Need: Apply a polynomial functions on $K$ datasets. Lagrange coded computing! ### Blockchain with Lagrange coded computing At epoch $t$: - A leader is elected (using secure election mechanism). - The leader receives new blocks $X_1(t),\ldots,X_K(t)$. - The leader disperses the encoded blocks $\tilde{X}_1(t),\ldots,\tilde{X}_P(t)$ to nodes. - Needs secure information dispersal mechanisms. Every node $i\in [P]$: - Locally stores a coded chain $\tilde{Y}_i^t$ (encoded using LCC). - Receives $\tilde{X}_i(t)$. - Computes $f(\tilde{X}_i(t),\tilde{Y}_i^t)$ and sends to the leader. The leader decodes to get $\{f(X_i(t),Y_i^t)\}_{i=1}^K$ and disperse securely to nodes. Node $i$ appends coded block $\tilde{X}_i(t)$ to coded chain $\tilde{Y}_i^t$ (zeroing invalid transactions). Guarantees security if $P\geq (K+T-1)\deg f+S+2A+1$. - $A$ adversaries, degree $d$ verification polynomial.
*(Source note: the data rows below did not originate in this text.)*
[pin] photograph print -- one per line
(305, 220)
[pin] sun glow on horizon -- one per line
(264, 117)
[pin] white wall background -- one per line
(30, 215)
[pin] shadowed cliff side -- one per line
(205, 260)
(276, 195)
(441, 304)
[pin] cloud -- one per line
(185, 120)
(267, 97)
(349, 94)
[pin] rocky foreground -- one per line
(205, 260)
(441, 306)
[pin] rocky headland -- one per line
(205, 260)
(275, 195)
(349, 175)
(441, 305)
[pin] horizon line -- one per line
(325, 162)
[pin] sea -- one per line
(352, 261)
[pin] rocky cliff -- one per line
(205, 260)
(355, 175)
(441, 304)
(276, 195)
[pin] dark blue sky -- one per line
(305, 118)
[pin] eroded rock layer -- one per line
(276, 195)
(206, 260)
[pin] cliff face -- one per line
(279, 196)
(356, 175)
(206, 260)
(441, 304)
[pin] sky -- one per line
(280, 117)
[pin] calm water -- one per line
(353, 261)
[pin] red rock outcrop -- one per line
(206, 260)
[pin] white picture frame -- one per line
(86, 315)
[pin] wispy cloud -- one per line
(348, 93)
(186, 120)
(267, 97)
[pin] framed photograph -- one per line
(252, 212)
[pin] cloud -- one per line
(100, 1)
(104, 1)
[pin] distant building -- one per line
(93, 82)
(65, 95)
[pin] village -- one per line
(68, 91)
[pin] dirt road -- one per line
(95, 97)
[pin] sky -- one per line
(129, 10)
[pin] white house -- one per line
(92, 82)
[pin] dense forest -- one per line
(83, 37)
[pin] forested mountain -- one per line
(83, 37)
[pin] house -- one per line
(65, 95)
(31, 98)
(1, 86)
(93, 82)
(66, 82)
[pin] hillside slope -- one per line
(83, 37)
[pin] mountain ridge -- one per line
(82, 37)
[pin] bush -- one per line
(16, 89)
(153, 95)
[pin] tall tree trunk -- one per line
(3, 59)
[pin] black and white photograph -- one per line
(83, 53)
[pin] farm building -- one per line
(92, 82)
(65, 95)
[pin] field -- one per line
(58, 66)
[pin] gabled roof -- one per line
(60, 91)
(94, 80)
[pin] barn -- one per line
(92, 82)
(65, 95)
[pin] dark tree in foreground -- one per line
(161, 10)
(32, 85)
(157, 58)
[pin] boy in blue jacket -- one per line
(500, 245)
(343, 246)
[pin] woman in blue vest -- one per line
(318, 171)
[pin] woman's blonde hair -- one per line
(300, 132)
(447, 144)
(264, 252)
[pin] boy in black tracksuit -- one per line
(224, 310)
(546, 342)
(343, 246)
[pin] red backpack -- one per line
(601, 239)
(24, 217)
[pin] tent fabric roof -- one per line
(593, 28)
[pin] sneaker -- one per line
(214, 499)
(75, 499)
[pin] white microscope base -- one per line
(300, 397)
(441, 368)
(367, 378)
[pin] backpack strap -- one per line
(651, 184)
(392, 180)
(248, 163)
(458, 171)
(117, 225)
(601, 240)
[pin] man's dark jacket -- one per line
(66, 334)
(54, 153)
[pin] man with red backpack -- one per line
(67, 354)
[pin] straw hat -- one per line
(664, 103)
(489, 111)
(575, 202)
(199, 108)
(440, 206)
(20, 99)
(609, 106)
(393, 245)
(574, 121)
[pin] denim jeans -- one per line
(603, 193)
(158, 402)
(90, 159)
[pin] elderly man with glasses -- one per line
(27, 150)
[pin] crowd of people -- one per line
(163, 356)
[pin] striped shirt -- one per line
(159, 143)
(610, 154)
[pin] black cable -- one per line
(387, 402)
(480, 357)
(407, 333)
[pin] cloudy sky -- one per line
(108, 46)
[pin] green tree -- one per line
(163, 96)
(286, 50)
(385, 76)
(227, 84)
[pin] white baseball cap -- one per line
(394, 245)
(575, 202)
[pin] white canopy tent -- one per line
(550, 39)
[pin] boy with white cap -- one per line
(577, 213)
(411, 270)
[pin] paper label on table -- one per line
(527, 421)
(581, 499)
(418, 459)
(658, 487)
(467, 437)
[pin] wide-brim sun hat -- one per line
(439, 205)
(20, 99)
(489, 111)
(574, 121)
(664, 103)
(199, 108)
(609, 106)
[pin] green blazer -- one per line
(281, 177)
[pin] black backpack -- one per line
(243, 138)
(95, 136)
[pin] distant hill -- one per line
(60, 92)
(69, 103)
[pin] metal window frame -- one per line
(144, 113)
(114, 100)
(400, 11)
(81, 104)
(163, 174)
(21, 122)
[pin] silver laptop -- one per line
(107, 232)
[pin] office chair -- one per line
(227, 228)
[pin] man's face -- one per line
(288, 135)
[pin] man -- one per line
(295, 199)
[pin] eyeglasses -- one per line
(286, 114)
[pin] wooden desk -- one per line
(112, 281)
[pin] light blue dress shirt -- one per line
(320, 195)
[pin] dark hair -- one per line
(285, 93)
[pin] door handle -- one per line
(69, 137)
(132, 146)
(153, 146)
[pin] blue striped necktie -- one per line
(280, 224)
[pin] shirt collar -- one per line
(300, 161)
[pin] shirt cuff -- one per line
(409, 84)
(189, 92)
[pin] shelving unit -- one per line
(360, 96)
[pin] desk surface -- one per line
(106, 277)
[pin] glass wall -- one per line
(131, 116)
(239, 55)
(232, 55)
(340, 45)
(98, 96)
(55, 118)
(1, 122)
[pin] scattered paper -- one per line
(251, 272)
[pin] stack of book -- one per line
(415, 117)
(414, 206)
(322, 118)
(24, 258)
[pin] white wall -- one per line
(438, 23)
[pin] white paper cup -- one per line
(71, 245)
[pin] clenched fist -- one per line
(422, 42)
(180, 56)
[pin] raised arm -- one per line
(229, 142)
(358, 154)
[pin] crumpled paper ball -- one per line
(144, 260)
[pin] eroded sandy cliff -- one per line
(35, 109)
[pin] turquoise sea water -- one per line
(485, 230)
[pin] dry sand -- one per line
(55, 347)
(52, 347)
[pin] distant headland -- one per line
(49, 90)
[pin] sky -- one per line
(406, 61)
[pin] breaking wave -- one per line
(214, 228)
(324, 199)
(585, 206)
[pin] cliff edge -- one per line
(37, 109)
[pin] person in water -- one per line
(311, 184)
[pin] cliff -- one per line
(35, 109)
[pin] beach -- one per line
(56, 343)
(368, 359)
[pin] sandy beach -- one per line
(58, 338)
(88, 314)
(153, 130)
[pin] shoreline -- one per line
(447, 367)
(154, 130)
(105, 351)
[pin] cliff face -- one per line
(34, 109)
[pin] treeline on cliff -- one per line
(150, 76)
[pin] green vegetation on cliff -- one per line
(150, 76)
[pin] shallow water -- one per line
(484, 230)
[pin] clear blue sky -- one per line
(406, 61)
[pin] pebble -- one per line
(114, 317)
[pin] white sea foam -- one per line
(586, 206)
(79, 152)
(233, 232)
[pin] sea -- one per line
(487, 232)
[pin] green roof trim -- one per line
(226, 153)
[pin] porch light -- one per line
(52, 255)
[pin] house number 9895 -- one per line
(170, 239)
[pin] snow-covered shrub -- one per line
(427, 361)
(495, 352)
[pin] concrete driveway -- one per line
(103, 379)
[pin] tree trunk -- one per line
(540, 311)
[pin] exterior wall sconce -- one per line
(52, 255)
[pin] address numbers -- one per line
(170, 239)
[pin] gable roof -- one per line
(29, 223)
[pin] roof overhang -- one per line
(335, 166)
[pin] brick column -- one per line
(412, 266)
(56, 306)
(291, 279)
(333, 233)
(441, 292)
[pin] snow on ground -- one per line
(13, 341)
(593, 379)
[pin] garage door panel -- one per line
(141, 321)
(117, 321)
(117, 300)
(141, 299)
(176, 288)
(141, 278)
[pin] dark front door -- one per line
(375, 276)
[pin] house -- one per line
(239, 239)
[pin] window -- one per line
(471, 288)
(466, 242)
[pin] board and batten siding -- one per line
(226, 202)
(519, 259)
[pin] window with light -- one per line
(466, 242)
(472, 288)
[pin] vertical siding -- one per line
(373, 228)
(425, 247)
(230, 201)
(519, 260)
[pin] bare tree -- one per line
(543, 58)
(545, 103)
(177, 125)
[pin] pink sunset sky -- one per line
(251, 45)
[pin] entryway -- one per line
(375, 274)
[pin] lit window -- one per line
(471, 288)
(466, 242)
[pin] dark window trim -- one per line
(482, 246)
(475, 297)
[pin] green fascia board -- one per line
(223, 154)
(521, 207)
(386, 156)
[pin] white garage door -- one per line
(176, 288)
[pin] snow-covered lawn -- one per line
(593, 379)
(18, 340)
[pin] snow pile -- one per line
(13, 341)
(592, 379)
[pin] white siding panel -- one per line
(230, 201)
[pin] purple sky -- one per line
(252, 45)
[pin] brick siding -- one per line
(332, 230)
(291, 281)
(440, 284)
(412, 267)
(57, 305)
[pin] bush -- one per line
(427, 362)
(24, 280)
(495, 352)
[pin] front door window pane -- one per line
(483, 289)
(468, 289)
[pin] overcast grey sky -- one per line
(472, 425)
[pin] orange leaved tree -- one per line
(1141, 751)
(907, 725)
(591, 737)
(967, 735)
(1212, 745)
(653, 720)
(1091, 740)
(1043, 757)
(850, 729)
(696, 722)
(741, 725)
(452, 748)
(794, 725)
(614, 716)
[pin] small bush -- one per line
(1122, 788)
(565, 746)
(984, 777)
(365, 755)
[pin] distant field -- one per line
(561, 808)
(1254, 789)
Sharding without sharding: - Computations are done on (coded) partial chains/blocks. - Good performance! - Since blocks/chains are coded, they are "dispersed" among many nodes. - Security problem in sharding solved! - Since the encoding is done (securely) through a leader, no need to send every block to all nodes. - Reduced communication! (main bottleneck). Novelties: - First decentralized verification system with less than size of blocks times the number of nodes communication. - Coded consensus – Reach consensus on coded data.